Exhibit 99.1 - Part II, Item 1 of NL's Quarterly Report on Form 10-Q for the
Quarter ended March 31, 1994 (File No. 1-640).



                           PART II.  OTHER INFORMATION

ITEM 1.  LEGAL PROCEEDINGS

    Reference is made to the 1993 Annual Report for descriptions of certain
previously-reported legal proceedings.

    Skipworth v. Sherwin Williams Co., et al.  In April 1994, the court granted
defendants' motion for summary judgment.  The plaintiff's time to appeal has not
yet expired.

    In May 1994, the court declined to grant summary judgment in the Company's
favor in one of the eight pending third-party complaints filed by the Housing
Authority of New Orleans ("HANO"), concluding that fact issues remained
regarding product identification.  Discovery is proceeding.

    EXXON Chemical Company v. NL Industries, Inc.  Mediation is set for May
1994.

    Wagner, et al. v. Anzon and NL Industries, Inc.  Trial in this matter has
been postponed until September 1994.  Defendants have moved for summary judgment
against a portion of the class based on the statute of limitations and for
decertification of the class.

    United States of America v. Peter Gull and NL Industries, Inc.  In April
1994, the court entered judgment against the Company in the amount of $6.4
million, with post-judgment interest thereon accruing.  The Company's motion to
waive the bond requirement and stay the judgment has been granted pending an
appeal.  The parties have until June 1994 to appeal the decision.

    Day, et. al v. NLO, Inc., et al.  The trial is this matter is set for July
1994.




Exhibit 99.2 - Part II, Item 1 of Tremont's Quarterly Report on Form 10-Q for
the Quarter ended March 31, 1994 (File No. 1-10126).



                           PART II.  OTHER INFORMATION

ITEM 1.  LEGAL PROCEEDINGS

    Reference is made to the 1993 Annual Report for descriptions of certain
legal proceedings.


Tremont and consolidated subsidiaries

    In the previously-reported matter of Alan Russell Kahn v.
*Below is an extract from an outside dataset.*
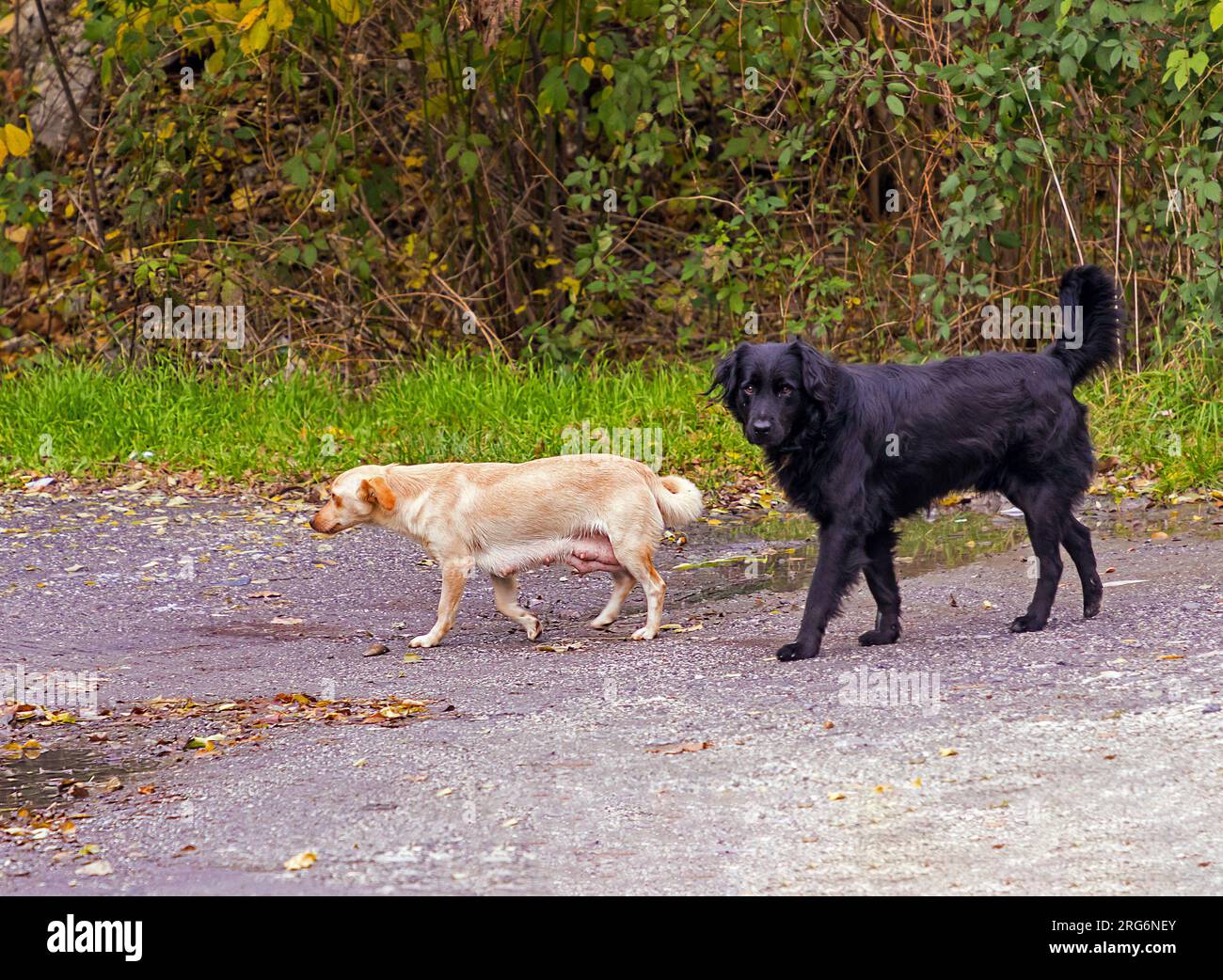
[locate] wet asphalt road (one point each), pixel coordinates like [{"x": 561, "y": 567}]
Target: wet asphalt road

Tremont
Corporation, et al., the court heard oral arguments for the defendants' motion
to dismiss in April 1994.  The court denied the motion to dismiss and lifted the
existing stay on discovery.


    In the previously-reported lawsuits arising out of the crash of a DC-10
aircraft in Iowa on July 19, 1989, TIMET, along with the other defendants in the
dismissed cases, appealed the court's decision to allow dismissal of the earlier
cases without first ruling on TIMET's pending motion for summary judgment.  Oral
arguments on this issue were heard by the Illinois Court of Appeals on November
16, 1993.  On March 29, 1994, the appellate court ruled in favor of TIMET and
remanded the case to the trial court with directions that it exercise its
discretion in considering TIMET's pending motion for summary judgment.  The
decision of the appellate court is statutorily stayed pending any appeal to the
Illinois Supreme Court by the parties involved.